State officials took several steps during the past four weeks to force Manke to close.

The legal fight made Karl Manke a hero to critics of the governor’s executive orders. Many gathered outside his barbershop on a daily basis. Some of his supporters traveled hundreds of miles to get a haircut.

Eventually, state regulators suspended Manke’s barber license. The Michigan Court of Appeals accepted the state’s assertion that Manke presented an imminent threat to public health by violating the governor’s order.

But on Friday, the Michigan Supreme Court decided the appeals court made mistakes in telling a local judge to shut down Karl Manke's shop in Owosso.

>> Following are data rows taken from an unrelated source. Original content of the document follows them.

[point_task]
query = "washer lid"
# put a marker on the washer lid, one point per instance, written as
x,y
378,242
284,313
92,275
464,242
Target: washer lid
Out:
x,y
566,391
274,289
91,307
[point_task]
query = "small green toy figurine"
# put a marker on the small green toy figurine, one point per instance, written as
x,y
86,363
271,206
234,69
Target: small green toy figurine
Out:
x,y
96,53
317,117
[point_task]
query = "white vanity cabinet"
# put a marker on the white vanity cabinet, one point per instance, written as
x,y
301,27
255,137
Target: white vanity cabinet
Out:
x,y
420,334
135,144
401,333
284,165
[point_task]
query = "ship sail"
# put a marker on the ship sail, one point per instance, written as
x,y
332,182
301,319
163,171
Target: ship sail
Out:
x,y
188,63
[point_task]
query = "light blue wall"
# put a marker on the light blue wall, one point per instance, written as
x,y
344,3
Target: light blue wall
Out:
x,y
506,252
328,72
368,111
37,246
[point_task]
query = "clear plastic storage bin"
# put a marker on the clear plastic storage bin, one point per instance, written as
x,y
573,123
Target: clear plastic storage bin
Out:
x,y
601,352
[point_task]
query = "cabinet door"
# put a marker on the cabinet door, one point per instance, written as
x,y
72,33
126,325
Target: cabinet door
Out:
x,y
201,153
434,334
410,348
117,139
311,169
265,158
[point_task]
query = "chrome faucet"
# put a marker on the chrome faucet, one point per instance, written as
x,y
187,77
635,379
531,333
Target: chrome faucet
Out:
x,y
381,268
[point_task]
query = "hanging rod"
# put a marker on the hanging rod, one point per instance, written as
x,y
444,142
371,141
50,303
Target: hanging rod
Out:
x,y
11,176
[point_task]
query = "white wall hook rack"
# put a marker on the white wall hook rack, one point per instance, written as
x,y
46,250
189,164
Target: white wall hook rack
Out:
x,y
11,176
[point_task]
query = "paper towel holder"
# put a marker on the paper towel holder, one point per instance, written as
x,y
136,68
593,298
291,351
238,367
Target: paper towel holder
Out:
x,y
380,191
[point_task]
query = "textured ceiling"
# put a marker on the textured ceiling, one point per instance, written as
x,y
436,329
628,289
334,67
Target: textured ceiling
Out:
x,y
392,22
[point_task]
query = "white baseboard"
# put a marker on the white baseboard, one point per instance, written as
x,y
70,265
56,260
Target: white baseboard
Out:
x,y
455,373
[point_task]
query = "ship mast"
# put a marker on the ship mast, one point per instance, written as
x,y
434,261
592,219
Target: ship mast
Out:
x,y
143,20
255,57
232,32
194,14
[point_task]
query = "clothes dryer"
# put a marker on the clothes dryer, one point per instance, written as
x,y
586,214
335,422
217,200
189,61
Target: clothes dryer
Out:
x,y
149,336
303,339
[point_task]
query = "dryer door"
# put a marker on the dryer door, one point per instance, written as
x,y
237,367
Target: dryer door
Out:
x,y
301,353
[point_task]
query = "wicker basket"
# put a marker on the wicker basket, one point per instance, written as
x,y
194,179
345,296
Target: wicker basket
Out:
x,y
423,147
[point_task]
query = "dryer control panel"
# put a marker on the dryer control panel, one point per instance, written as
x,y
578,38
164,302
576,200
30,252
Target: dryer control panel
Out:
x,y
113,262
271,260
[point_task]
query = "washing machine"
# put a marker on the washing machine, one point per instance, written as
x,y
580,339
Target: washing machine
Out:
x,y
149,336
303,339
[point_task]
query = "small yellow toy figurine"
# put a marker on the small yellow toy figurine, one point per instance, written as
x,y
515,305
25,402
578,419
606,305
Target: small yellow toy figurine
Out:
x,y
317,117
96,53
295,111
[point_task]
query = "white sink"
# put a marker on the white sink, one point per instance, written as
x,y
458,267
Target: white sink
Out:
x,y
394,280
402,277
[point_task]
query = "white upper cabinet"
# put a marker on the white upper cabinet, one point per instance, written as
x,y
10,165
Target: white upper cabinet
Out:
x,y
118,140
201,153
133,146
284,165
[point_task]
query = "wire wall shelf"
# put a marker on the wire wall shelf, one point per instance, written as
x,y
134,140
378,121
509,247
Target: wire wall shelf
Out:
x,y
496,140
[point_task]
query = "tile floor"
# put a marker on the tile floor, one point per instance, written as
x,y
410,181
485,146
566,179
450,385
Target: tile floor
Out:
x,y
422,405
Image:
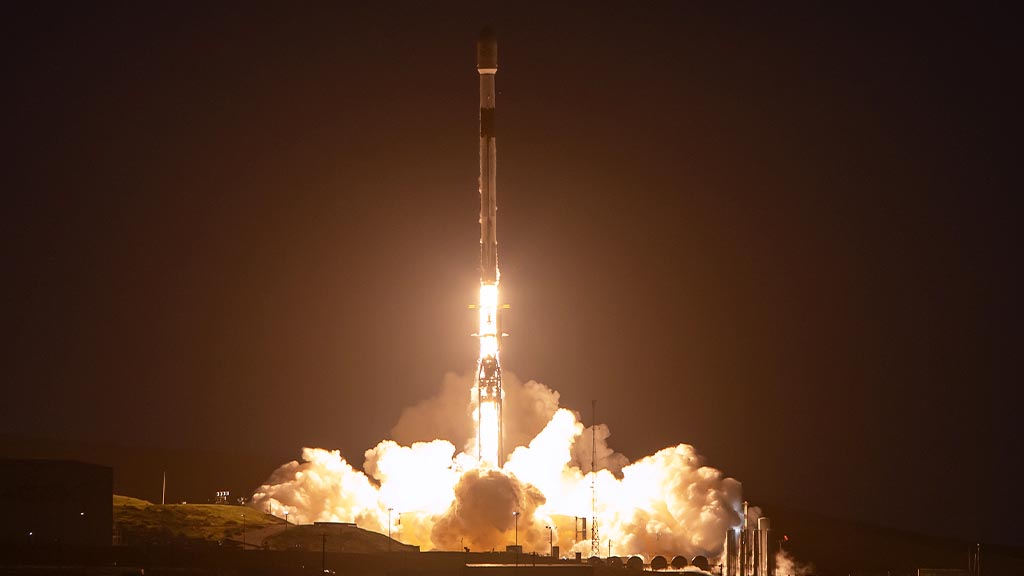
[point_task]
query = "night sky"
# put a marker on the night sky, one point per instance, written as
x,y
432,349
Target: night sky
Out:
x,y
781,234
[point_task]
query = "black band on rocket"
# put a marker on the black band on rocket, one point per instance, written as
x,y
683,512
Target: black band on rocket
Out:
x,y
487,123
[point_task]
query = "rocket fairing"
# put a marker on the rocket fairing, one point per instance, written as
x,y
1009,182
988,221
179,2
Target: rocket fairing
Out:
x,y
487,395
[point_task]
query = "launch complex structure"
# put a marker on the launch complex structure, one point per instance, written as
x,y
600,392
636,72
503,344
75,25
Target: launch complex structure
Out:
x,y
487,393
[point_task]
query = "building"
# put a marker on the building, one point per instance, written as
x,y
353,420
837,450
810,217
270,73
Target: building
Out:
x,y
55,503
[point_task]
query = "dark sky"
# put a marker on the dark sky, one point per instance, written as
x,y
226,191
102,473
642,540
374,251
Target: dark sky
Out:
x,y
781,234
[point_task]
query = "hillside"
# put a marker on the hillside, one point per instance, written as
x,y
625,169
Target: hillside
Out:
x,y
337,537
138,522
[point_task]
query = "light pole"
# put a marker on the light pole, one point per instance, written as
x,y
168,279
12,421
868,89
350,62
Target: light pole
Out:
x,y
516,516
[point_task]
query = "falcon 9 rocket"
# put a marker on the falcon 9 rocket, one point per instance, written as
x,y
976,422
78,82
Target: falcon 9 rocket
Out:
x,y
487,394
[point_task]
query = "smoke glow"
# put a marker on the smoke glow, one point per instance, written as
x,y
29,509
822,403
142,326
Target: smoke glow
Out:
x,y
667,503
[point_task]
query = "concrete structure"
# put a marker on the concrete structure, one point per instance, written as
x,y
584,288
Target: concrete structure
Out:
x,y
55,503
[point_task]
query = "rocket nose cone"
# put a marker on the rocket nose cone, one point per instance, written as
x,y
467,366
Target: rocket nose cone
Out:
x,y
486,49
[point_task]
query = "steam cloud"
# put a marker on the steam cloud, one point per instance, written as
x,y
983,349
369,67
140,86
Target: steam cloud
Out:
x,y
666,503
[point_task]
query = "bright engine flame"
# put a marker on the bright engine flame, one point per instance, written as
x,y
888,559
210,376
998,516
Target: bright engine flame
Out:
x,y
668,503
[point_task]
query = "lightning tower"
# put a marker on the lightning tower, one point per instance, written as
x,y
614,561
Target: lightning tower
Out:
x,y
487,394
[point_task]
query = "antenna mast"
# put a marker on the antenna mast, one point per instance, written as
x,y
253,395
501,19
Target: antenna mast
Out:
x,y
595,541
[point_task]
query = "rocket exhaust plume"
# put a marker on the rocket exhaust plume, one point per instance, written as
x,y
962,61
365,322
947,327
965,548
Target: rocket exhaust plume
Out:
x,y
554,471
487,393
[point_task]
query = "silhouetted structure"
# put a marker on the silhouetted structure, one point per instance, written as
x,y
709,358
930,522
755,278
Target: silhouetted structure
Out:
x,y
55,503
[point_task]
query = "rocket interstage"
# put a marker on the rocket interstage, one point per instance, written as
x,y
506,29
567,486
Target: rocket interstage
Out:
x,y
487,393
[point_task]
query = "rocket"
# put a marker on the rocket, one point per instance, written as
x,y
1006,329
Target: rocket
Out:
x,y
487,394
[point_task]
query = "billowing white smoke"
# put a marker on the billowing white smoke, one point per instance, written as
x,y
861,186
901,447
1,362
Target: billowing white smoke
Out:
x,y
785,565
668,503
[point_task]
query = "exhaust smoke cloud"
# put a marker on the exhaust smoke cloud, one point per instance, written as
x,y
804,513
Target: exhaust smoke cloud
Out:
x,y
442,498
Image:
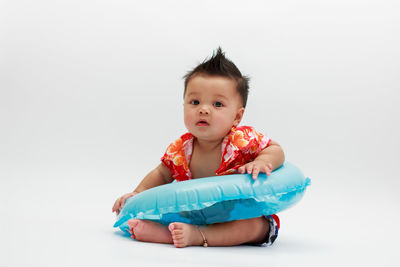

Justice David Viviano says judges need to follow the "rule of law, not hysteria." Viviano also included a quote from the play "A Man for All Seasons" in his concurring opinion. 

Manke’s attorney welcomed the decision from Michigan’s highest court.

“This is a great day in Michigan for the protection of everyone’s constitutional rights,” says attorney David Kallman.

The decision may bring the legal battle between the state and Karl Manke to an end.

On Friday, Governor Whitmer announced she is lifting COVID-19 restrictions on barbershops, hair salons and other similar businesses soon.